Answer:
a. Too close to zero
b. ΔS > 0
c. Too close to zero
d. ΔS < 0
e. ΔS > 0
Explanation:
In order to answer this question we need to compare the change in number of mol in the gas state for the products vs the reactants.
An increase in number moles gas leads to a positive change in entropy. Conversely a decrease will mean ΔS is negative.
Now we can solve the parts in this question.
a. H₂ (g) + F₂ (g) ⇒ 2 HF (g)
We have no change in the number of moles gas products minus reactants. Therefore is too close to zero to decide since there is no change in mol gas.
b. 2 SO₃ ( g) ⇒ 2 SO₂ (g) + O₂ (g)
We have three moles of gas products starting with 2 mol gas SO₂, therefore ΔS is positive.
c.

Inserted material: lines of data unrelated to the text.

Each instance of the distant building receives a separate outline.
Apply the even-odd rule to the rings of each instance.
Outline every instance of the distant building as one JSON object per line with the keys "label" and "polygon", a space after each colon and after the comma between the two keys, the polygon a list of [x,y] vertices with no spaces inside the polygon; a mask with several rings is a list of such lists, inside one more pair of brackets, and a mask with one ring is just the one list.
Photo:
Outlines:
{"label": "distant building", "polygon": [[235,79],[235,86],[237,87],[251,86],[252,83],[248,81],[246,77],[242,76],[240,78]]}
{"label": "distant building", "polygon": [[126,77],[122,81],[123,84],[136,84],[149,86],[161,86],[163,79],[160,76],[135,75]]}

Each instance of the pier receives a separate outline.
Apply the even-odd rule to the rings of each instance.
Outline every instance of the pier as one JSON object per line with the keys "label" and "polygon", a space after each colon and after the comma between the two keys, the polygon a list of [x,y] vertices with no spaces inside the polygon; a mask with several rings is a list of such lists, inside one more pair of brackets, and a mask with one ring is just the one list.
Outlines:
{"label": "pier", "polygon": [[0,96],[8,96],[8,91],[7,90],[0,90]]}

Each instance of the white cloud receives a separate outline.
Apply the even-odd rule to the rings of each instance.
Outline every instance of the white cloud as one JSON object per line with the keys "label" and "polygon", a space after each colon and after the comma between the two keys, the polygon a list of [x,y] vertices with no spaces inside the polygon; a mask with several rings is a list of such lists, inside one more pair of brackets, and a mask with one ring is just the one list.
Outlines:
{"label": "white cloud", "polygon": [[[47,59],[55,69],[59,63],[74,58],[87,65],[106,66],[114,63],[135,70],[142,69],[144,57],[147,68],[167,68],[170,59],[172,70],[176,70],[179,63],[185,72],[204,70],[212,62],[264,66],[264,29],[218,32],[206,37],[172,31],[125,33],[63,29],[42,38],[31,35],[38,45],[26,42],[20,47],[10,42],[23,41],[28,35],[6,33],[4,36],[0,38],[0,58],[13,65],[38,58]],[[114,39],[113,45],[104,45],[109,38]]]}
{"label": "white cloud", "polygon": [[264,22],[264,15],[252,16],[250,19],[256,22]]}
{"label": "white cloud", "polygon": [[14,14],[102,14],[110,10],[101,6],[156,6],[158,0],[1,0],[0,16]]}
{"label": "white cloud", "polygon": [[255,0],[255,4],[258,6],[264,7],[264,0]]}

CH₄ (g) + 2 O₂ (g) ⇒ CO₂ (g) + 2 H₂O (g)
Again, we have the same number of moles gas in the products and the reactants (3), and it is too close to zero to decide
d. 2 H₂S (g) + 3 O₂(g) ⇒ 2 H2O (g) + 2 SO₂ (g)
Here the change in number of moles gas is negative ( -1 ), so will expect ΔS < 0
e. 2H₂O₂ (l) ⇒ 2H₂O(l) +- O2(g)
Here we have 1 mol gas and 2 mol liquid produced from 2 mol liquid reactants, thus the change in entropy is positive.